Patient Consent vs Data Ownership: A Critical Gap in Digital Health

Patient Consent vs Data Ownership: A Critical Gap in Digital Health

The digital age has significantly made healthcare increasingly data-driven. While digital tools have potient to strengthen care, interoperability, and research, however, it raises complex questions regarding patient consent and patient data ownership. In India, digital health missions such as ABDM have positioned data as a critical asset of healthcare delivery. Though these developments improved continuity of care and efficiency of the healthcare system, the concerns regarding healthcare data privacy have also become critical.

In this regard, the distinction between patient consent and data ownership becomes central. Although consent-based data processing is increasingly institutionalised in Indian healthcare, the concept of ownership of health data remains legally ambiguous, raising important ethical, legal, and operational questions. This article explores the conceptual, legal, and practical differences between patient consent and data ownership in Indian healthcare.

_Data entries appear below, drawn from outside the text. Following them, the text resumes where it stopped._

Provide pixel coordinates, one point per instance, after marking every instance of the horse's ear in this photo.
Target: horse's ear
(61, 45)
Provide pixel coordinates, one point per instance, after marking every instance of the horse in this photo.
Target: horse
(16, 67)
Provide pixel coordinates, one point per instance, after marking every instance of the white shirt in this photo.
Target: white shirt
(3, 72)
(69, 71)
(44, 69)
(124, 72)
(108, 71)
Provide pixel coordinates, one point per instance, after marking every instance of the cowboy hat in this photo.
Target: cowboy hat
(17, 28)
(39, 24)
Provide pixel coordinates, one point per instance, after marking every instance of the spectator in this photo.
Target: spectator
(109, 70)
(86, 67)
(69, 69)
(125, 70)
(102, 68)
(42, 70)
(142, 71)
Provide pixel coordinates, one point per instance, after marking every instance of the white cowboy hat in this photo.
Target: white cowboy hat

Understanding Key Concepts

Patient Consent

Patient consent is defined as an individual's voluntary, informed, and explicit approval to the gathering, processing, or sharing of their health data for a particular purpose. Consent, which has historically been connected to clinical decision-making, has broadened in the digital age to include data transfers between insurers, researchers, healthcare providers, and digital health platforms. Consent serves as the main legal justification for processing personal data, including health data, under India's new data protection laws, especially the Digital Personal Data Protection (DPDP) Act, 2023.

Data Ownership

Data ownership, by contrast, denotes rights over health data, including authority over access, reuse, retention, and secondary applications such as research or analytics. Ownership implies control beyond initial consent, allowing individuals to determine how their data is used over time

Under proposals like the Digital Information Security in Healthcare Act (DISHA) draft, data collected by clinical establishments can only be used with the express consent of the data owner, and custodians have an obligation to protect it.

However, health data ownership is not explicitly defined in the current statutory law. Instead, patients are recognised as data principals, while hospitals, laboratories, insurers, and digital health platforms act as data custodians responsible for secure storage and lawful processing.

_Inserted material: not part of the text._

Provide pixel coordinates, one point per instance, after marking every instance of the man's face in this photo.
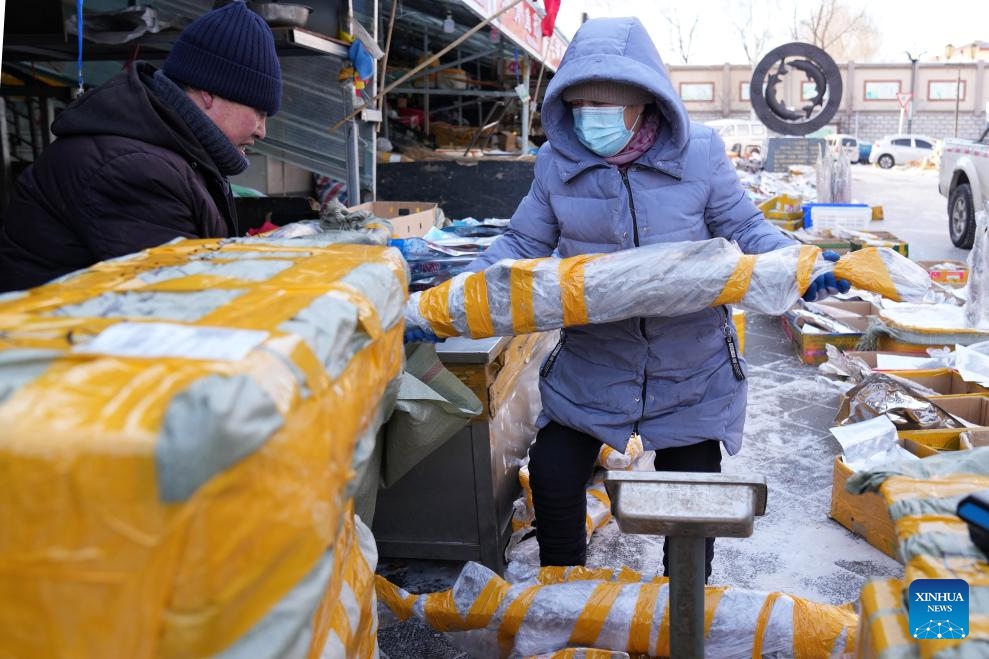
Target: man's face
(240, 123)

Patient Consent vs Data Ownership in Practice

India’s digital health governance framework illustrates the practical tension between patient consent and data ownership through its evolving regulatory framework. Early policy approach such as DISHA, had explicitly recognized patients as the owners of their health data and imposed stringent restrictions on its commercial use. In contrast, the National Digital Health Blueprint placed less focus on ownership rights and more emphasis on the development of a federated digital health ecosystem through health IDs, registries, and interoperable data-sharing infrastructure.

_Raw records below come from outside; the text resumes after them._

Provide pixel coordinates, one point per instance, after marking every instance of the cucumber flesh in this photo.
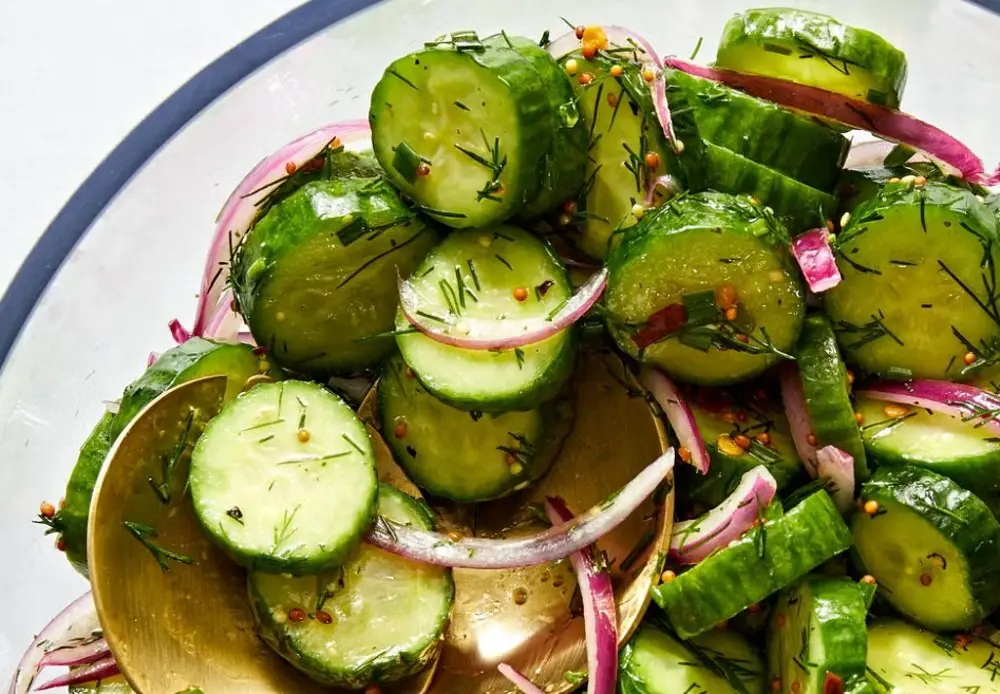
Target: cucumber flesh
(474, 273)
(284, 479)
(931, 545)
(377, 619)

The divergence from this became more evident with the enactment of the Digital Personal Data Protection Act 2023, which adopts a sector-agnostic framework focused on lawful data processing through consent rather than explicit recognition of ownership.

While this shift facilitates expanded data use and operational flexibility for healthcare institutions and digital platforms, it also weakens patient control over secondary and commercial uses of health data. The patient's capacity to maintain control may be reduced by secondary uses of health data, such as clinical research, public health surveillance, or health system analytics, which may be permitted only by broad consent clauses or legal exemptions.

This strategy provides operational freedom for digital health platforms and healthcare providers, but it also creates confusion about acceptable data use. Accountability for data breaches, misuse, and economic exploitation is complicated by the lack of well-defined ownership rights. Furthermore, the efficacy of permission as a significant precaution may be compromised by disjointed consent procedures and inadequate patient digital literacy.

Although national frameworks such as ABDM attempt to address these challenges by enabling standardised, revocable digital consent for health data sharing, these systems still operate within a consent-centric paradigm and do not resolve fundamental questions of ownership, such as long-term data control, deletion rights, or benefit-sharing from data-driven innovation.

Conclusion

The distinction between patient consent and data ownership is central to India’s evolving digital health ecosystem. While the current framework provides a necessary legal foundation for data management, however, they are insufficient to guarantee individual autonomy over health records. The lack of clear guidance regarding data ownership raises ethical and legal significant concerns for patients’ health data privacy. The limited control over data ownership may affect patients’ trust in the healthcare system potiently affecting patient outcomes. Therefore, balancing collective benefits with individual autonomy remains a central challenge in health data governance.